Most of the time adverse effect on the stock market can be expected when there is inflation. Inflation is usually referred to as the rate at which the price of either the products or services increases at an uncontrolled proportion. There are several reasons for inflation to occur and this usually includes the rise in manufacturing cost or the rise in transportation cost. When the inflation is having lower rate the stock market reacts with a surge in the selling of stocks. Usually, the rise in inflation causes investors to react in a negative way thinking that the company is holding back on spending which eventually decreases the stock value. When there is deflation which is caused by the drop in prices investors usually see it as assign of the weak economy and this also leads to a stock market price drop.
Rate of Interest
The rate of interest established by banks and governing boards can also affect stock market prices.
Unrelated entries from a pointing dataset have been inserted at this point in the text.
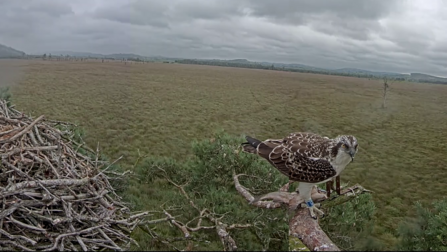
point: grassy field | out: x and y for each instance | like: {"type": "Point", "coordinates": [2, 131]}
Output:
{"type": "Point", "coordinates": [158, 109]}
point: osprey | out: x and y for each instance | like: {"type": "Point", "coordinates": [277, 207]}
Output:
{"type": "Point", "coordinates": [307, 158]}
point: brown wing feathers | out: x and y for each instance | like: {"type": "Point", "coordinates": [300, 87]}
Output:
{"type": "Point", "coordinates": [298, 156]}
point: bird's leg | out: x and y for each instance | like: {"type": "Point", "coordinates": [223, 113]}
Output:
{"type": "Point", "coordinates": [305, 190]}
{"type": "Point", "coordinates": [337, 186]}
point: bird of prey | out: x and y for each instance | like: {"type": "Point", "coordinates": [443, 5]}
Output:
{"type": "Point", "coordinates": [307, 158]}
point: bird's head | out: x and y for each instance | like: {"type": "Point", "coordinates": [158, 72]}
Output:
{"type": "Point", "coordinates": [347, 145]}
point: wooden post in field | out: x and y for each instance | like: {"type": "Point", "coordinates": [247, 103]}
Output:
{"type": "Point", "coordinates": [385, 91]}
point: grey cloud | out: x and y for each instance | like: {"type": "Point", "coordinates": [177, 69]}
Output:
{"type": "Point", "coordinates": [136, 12]}
{"type": "Point", "coordinates": [403, 36]}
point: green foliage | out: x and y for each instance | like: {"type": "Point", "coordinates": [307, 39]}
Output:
{"type": "Point", "coordinates": [163, 107]}
{"type": "Point", "coordinates": [208, 180]}
{"type": "Point", "coordinates": [350, 224]}
{"type": "Point", "coordinates": [427, 231]}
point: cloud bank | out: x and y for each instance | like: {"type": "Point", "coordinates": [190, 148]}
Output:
{"type": "Point", "coordinates": [382, 35]}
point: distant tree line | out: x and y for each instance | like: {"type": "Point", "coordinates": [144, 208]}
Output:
{"type": "Point", "coordinates": [255, 65]}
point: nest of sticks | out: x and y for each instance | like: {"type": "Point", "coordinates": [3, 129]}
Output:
{"type": "Point", "coordinates": [56, 194]}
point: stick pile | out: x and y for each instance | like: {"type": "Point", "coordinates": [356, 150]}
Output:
{"type": "Point", "coordinates": [52, 197]}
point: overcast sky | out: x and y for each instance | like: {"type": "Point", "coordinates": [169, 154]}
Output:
{"type": "Point", "coordinates": [384, 35]}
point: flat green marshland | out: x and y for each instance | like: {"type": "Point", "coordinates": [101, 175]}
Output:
{"type": "Point", "coordinates": [158, 109]}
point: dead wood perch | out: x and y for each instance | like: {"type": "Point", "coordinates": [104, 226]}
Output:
{"type": "Point", "coordinates": [301, 225]}
{"type": "Point", "coordinates": [52, 196]}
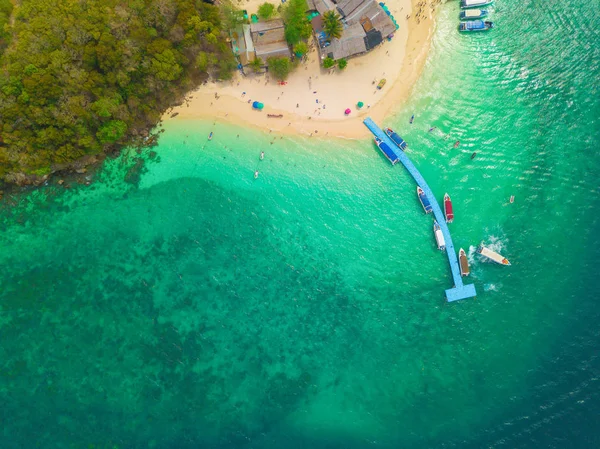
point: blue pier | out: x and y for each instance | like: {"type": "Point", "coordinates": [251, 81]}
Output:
{"type": "Point", "coordinates": [459, 291]}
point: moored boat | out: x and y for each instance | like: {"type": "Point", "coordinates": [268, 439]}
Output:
{"type": "Point", "coordinates": [465, 4]}
{"type": "Point", "coordinates": [439, 236]}
{"type": "Point", "coordinates": [474, 26]}
{"type": "Point", "coordinates": [396, 138]}
{"type": "Point", "coordinates": [448, 209]}
{"type": "Point", "coordinates": [473, 14]}
{"type": "Point", "coordinates": [424, 200]}
{"type": "Point", "coordinates": [386, 150]}
{"type": "Point", "coordinates": [492, 255]}
{"type": "Point", "coordinates": [464, 263]}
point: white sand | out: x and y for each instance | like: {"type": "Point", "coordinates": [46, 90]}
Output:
{"type": "Point", "coordinates": [399, 62]}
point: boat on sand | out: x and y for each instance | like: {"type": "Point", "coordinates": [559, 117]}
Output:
{"type": "Point", "coordinates": [448, 209]}
{"type": "Point", "coordinates": [439, 236]}
{"type": "Point", "coordinates": [424, 200]}
{"type": "Point", "coordinates": [464, 263]}
{"type": "Point", "coordinates": [492, 255]}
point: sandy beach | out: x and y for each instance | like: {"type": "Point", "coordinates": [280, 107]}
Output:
{"type": "Point", "coordinates": [314, 99]}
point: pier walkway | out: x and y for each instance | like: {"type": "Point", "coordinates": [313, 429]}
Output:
{"type": "Point", "coordinates": [459, 291]}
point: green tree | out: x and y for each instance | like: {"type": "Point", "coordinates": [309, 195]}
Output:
{"type": "Point", "coordinates": [297, 26]}
{"type": "Point", "coordinates": [280, 67]}
{"type": "Point", "coordinates": [301, 48]}
{"type": "Point", "coordinates": [328, 62]}
{"type": "Point", "coordinates": [111, 131]}
{"type": "Point", "coordinates": [266, 10]}
{"type": "Point", "coordinates": [78, 78]}
{"type": "Point", "coordinates": [332, 24]}
{"type": "Point", "coordinates": [256, 64]}
{"type": "Point", "coordinates": [232, 16]}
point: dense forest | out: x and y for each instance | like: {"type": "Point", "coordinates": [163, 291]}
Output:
{"type": "Point", "coordinates": [79, 77]}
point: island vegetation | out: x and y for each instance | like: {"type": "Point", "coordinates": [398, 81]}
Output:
{"type": "Point", "coordinates": [82, 78]}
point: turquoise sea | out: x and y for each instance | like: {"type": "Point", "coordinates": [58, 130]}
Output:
{"type": "Point", "coordinates": [177, 302]}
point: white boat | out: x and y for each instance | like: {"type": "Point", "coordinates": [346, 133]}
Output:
{"type": "Point", "coordinates": [492, 255]}
{"type": "Point", "coordinates": [439, 236]}
{"type": "Point", "coordinates": [464, 263]}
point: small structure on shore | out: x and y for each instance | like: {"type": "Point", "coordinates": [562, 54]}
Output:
{"type": "Point", "coordinates": [269, 39]}
{"type": "Point", "coordinates": [366, 25]}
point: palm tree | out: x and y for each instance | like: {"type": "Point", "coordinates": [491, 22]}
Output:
{"type": "Point", "coordinates": [332, 25]}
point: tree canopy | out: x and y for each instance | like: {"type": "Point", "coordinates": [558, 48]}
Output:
{"type": "Point", "coordinates": [266, 10]}
{"type": "Point", "coordinates": [80, 77]}
{"type": "Point", "coordinates": [297, 26]}
{"type": "Point", "coordinates": [332, 24]}
{"type": "Point", "coordinates": [328, 62]}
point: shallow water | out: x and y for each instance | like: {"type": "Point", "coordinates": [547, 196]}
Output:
{"type": "Point", "coordinates": [200, 307]}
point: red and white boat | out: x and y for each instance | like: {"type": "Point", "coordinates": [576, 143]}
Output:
{"type": "Point", "coordinates": [448, 209]}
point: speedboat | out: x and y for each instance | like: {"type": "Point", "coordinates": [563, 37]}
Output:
{"type": "Point", "coordinates": [448, 209]}
{"type": "Point", "coordinates": [386, 150]}
{"type": "Point", "coordinates": [473, 14]}
{"type": "Point", "coordinates": [424, 200]}
{"type": "Point", "coordinates": [439, 237]}
{"type": "Point", "coordinates": [465, 4]}
{"type": "Point", "coordinates": [492, 255]}
{"type": "Point", "coordinates": [396, 138]}
{"type": "Point", "coordinates": [475, 25]}
{"type": "Point", "coordinates": [464, 263]}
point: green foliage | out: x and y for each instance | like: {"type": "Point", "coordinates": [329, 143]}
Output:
{"type": "Point", "coordinates": [301, 48]}
{"type": "Point", "coordinates": [332, 25]}
{"type": "Point", "coordinates": [256, 64]}
{"type": "Point", "coordinates": [266, 10]}
{"type": "Point", "coordinates": [280, 67]}
{"type": "Point", "coordinates": [297, 26]}
{"type": "Point", "coordinates": [5, 12]}
{"type": "Point", "coordinates": [111, 131]}
{"type": "Point", "coordinates": [81, 76]}
{"type": "Point", "coordinates": [328, 62]}
{"type": "Point", "coordinates": [232, 16]}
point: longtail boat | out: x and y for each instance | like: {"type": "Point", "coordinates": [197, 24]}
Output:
{"type": "Point", "coordinates": [464, 263]}
{"type": "Point", "coordinates": [448, 209]}
{"type": "Point", "coordinates": [386, 150]}
{"type": "Point", "coordinates": [439, 236]}
{"type": "Point", "coordinates": [424, 200]}
{"type": "Point", "coordinates": [396, 138]}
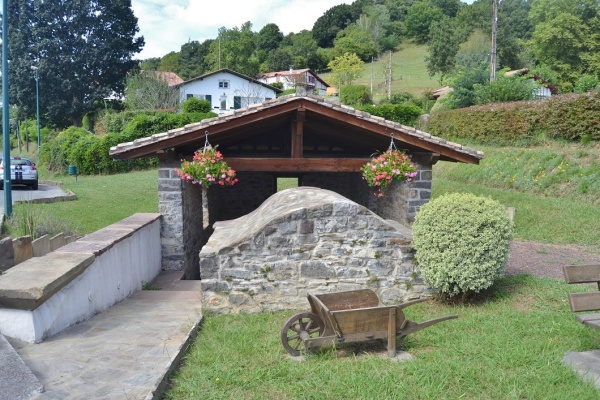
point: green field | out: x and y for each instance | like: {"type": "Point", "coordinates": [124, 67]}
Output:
{"type": "Point", "coordinates": [409, 72]}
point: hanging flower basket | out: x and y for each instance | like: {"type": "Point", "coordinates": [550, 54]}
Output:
{"type": "Point", "coordinates": [392, 166]}
{"type": "Point", "coordinates": [207, 168]}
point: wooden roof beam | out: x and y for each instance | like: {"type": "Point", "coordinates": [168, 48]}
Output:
{"type": "Point", "coordinates": [296, 164]}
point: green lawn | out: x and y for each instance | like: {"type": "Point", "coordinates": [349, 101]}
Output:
{"type": "Point", "coordinates": [101, 201]}
{"type": "Point", "coordinates": [507, 344]}
{"type": "Point", "coordinates": [409, 72]}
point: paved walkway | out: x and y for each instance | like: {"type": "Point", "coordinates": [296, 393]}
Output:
{"type": "Point", "coordinates": [125, 352]}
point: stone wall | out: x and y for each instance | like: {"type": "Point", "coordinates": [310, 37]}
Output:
{"type": "Point", "coordinates": [44, 295]}
{"type": "Point", "coordinates": [21, 249]}
{"type": "Point", "coordinates": [182, 230]}
{"type": "Point", "coordinates": [189, 213]}
{"type": "Point", "coordinates": [305, 240]}
{"type": "Point", "coordinates": [401, 202]}
{"type": "Point", "coordinates": [252, 189]}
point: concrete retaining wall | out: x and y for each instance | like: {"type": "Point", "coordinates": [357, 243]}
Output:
{"type": "Point", "coordinates": [45, 295]}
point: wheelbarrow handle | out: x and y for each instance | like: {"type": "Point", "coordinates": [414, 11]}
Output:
{"type": "Point", "coordinates": [412, 327]}
{"type": "Point", "coordinates": [410, 303]}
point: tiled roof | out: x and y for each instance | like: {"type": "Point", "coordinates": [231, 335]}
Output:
{"type": "Point", "coordinates": [228, 116]}
{"type": "Point", "coordinates": [171, 78]}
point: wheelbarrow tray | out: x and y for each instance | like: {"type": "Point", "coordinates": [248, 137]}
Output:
{"type": "Point", "coordinates": [350, 316]}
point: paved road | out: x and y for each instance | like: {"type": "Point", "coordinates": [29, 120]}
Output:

A higher rate of interest indicates that money will be becoming expensive for borrowing stocks. For coming up with higher interest rates companies usually cuts spending or layoffs workers. A higher interest rate also forces the companies to limit the amount of money they used for spending which could adversely affect the earnings. These effects due to higher interest rate usually cause a drop in stock market prices.
Sometimes the trends in foreign markets can also cause a variation in the stock market. This is due to the fact that when foreign markets are down companies which are selling products and services to foreign countries will find it difficult to sell the same amount which leads to falling of stock prices in the home market. Due to ripple effect also there will be the drop in prices in the stock market.